A sample of peripheral blood (PB), a sample of apheresis pre-UVA photoactivation (pre-PA) and a sample of photoactivated apheresis (PA) were collected at the first day of ECP and every week for the first month of treatment. Informed consent was obtained from all patients. PB, pre-PA and PA samples were characterized at day 0, 8, 15, 21, 30 of ECP treatment. The percentage obtained by cytofluorimetric analysis was used to calculate the absolute number of cells/μl based on the white blood cell (WBC) number counted using a standard hemacytometer (DASIT).
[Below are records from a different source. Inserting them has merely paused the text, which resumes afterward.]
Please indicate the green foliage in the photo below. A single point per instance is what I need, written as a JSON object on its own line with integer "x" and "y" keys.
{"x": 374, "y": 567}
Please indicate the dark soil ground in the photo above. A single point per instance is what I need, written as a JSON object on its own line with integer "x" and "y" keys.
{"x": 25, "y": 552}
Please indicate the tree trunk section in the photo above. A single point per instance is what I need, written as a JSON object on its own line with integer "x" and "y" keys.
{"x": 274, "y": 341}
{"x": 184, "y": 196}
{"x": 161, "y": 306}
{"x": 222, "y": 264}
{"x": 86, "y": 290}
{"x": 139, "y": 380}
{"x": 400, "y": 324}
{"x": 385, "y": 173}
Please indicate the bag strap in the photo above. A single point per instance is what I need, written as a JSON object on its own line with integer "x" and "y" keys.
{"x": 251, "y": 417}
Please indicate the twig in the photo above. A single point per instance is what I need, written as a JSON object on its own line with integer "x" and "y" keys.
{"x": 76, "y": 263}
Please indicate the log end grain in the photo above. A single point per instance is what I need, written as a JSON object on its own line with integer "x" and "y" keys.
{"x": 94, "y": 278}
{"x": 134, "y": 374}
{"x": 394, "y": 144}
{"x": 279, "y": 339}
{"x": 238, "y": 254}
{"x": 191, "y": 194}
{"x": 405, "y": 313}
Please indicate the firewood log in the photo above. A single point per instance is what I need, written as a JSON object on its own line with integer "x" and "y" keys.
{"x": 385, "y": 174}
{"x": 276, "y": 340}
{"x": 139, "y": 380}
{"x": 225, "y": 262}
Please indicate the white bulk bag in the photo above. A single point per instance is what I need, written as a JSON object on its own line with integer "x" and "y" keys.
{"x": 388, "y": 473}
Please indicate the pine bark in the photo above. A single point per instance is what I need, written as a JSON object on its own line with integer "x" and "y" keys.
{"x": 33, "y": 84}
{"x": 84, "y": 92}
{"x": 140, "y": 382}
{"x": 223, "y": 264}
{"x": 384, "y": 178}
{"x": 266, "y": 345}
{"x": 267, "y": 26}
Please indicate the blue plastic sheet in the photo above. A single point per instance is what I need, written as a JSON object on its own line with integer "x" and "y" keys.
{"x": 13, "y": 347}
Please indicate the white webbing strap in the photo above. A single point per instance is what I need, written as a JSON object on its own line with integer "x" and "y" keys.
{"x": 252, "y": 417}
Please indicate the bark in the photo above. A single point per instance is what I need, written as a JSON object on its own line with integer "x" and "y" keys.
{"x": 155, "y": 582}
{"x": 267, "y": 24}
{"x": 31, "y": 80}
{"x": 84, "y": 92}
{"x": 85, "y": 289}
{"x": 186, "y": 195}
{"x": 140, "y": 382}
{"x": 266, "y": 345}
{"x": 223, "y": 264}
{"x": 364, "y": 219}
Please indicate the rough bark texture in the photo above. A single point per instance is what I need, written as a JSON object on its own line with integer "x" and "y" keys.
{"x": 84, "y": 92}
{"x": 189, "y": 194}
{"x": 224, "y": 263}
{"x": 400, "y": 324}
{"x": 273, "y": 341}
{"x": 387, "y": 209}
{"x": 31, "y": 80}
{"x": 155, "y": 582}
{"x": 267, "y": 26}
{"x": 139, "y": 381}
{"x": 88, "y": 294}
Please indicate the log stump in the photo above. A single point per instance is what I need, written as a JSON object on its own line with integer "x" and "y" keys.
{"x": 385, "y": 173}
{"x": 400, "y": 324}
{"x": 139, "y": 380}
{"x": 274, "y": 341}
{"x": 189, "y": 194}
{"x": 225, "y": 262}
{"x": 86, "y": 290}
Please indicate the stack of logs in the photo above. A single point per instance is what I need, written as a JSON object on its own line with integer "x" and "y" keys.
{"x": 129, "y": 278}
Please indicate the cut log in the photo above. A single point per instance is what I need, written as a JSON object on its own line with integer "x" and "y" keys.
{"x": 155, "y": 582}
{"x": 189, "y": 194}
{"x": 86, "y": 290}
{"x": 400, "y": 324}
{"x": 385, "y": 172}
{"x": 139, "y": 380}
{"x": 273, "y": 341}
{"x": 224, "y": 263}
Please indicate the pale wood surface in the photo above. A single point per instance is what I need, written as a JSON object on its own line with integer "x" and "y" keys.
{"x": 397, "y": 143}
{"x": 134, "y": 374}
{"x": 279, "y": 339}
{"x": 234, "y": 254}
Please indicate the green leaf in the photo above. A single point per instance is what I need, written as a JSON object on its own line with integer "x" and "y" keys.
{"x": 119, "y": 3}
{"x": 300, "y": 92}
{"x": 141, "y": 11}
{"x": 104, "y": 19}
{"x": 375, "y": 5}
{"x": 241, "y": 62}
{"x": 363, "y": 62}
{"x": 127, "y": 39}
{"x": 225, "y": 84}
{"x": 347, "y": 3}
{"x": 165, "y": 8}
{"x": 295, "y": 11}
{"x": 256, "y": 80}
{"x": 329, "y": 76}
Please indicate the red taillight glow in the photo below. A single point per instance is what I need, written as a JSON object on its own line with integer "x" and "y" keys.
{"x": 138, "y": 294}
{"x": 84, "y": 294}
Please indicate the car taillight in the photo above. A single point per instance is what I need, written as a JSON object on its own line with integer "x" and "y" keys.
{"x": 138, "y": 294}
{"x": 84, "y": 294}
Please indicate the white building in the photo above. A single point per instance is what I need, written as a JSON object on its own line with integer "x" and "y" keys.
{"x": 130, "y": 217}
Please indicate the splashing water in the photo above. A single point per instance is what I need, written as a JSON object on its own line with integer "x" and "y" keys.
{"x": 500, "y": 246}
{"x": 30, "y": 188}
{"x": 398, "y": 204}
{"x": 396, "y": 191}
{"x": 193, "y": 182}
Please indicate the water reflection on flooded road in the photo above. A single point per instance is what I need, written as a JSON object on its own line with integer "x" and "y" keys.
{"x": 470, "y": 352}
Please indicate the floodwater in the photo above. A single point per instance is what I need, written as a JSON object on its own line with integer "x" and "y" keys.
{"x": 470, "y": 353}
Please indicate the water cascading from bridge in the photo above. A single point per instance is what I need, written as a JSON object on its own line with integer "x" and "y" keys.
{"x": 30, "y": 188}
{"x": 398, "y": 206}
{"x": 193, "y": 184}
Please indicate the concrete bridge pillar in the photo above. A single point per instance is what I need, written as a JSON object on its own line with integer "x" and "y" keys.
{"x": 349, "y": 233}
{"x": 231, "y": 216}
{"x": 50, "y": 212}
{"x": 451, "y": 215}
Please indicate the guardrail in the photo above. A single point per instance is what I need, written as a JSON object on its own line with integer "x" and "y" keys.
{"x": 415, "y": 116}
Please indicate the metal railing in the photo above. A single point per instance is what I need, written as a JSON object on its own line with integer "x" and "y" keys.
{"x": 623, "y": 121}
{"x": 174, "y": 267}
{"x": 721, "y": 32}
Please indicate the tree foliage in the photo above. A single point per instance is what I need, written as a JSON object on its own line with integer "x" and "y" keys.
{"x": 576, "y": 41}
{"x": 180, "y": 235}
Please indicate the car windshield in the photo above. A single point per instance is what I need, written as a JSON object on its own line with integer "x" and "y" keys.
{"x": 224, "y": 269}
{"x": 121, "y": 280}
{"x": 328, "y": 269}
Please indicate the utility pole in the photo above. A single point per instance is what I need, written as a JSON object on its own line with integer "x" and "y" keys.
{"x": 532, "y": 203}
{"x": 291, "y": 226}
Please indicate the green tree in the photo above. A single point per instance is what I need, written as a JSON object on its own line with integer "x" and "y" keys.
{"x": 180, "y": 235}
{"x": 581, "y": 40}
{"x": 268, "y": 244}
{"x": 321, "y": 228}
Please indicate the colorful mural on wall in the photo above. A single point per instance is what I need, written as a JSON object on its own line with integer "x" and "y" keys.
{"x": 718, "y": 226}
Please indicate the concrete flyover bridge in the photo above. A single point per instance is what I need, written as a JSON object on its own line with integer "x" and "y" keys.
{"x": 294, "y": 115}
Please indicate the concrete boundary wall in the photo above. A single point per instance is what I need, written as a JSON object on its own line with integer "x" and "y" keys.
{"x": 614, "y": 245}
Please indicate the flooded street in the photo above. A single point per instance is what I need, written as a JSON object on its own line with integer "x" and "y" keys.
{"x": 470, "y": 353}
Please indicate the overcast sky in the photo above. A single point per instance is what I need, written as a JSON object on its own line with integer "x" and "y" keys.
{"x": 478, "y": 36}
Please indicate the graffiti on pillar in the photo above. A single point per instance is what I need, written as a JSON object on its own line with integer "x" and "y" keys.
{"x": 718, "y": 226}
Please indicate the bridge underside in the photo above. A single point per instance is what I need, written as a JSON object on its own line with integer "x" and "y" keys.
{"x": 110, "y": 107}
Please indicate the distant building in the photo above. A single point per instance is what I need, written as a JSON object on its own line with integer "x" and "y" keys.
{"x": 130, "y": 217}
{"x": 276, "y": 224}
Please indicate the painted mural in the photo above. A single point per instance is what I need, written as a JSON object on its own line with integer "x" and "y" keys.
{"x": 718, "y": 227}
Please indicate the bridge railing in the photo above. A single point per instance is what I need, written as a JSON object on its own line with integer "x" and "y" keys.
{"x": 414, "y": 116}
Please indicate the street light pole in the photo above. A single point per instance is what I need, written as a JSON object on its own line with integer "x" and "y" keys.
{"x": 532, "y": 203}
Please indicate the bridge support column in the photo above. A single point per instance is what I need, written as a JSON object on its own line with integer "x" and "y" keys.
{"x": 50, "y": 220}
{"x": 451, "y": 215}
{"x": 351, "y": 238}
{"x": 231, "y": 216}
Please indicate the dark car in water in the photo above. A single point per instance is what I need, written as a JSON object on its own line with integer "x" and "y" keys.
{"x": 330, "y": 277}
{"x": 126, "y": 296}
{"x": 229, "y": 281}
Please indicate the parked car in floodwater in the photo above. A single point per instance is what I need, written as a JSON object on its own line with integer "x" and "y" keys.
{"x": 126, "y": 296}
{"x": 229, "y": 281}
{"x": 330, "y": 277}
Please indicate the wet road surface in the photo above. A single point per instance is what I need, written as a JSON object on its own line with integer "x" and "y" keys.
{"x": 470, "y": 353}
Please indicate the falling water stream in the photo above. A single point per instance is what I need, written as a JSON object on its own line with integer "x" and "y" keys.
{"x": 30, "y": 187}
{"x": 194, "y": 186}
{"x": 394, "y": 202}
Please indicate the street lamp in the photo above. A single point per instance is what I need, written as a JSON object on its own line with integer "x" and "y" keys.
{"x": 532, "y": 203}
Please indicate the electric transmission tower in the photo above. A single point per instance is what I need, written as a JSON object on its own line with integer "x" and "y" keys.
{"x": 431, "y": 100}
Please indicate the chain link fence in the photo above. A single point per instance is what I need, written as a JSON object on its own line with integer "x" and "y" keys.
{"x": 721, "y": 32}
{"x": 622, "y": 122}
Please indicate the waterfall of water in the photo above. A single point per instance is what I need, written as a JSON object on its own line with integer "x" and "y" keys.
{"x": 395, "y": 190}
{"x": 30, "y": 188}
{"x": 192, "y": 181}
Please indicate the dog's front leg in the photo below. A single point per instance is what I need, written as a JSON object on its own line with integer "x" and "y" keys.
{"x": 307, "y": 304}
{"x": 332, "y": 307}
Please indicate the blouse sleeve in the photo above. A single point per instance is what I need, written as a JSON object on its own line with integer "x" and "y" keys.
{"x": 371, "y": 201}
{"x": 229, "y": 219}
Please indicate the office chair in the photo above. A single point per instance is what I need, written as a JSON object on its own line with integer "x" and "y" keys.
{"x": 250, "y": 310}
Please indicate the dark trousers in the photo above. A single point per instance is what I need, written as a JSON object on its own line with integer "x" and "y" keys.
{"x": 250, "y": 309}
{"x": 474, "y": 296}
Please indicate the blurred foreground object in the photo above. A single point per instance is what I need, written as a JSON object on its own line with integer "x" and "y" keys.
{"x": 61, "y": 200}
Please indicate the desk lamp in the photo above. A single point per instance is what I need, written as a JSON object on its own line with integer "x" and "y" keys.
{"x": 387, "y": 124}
Statistical analysis was performed using NCSS for Windows. Descriptive statistics are reported as medians, continuous variable differences between groups were calculated with the Student T test. The fold change was calculated by the ratio between the difference (day 30 – day 0) /day 0. The P value below 0.05 was
considered as statistically significant.
As shown in Table 1, at day 30 we observed a 0.48 change of
CD3+. After 30 days of treatment there was an improvement of
the CD4+/CD8+ ratio from 0.49 to 0.86 (0.75 times), that resulted
in a change of CD3+CD4+ (from 234 to 384 x109/L) compared
to CD3+CD8+ (from 475 to 448 x109/L). Moreover, in the same
period of study, we had a change of 0.75 times of CD3-CD56+ from
272 to 478 x109/L 62 and a smaller rise of CD19+ from 214 to
256 x109/L. The naïve CD4+ and CD8+ lymphocytes rose from 4
to 39x109/L (8.75-fold change, P=0.02) and from 27 to 58x109/L
(1.14-fold change) over a month while their memory counterpart
fell by 0.62 and 0.55-fold. When we calculated the CD4+ and CD8+
naïve/memory ratio we found a 35- and 4-fold change (P=0.01
and 0.02). Comparing the day 0 and day 30 peripheral blood
samples, we observed a high rise of 0.66 and 1.14 times for mDCs
(mDC from 9 to 15 x109/L [P=0.03] and pDC from 7 to 15 x109/L
[P=0.05]) respectively together with a change of Tregs (from
2.9 to 9.1 x109/L, 3.5-fold change [P=0.04]). Finally, when we
analyzed the changes between pre- and post-UVA photoactivation
a significant change of Treg was observed (0.35-fold change,
P=0.05), while a decrease in cell number was observed for CD8+
(P=0.05) (Table 2).
Considering the low number of patients enrolled in this study
no firm conclusions can be drawn from a clinical point of view,
while a biological effect was certainly highlighted. Our findings
are in line with previous publications, however a larger cohort
of patients is needed to establish a direct correlation between
biological changes and clinical responses.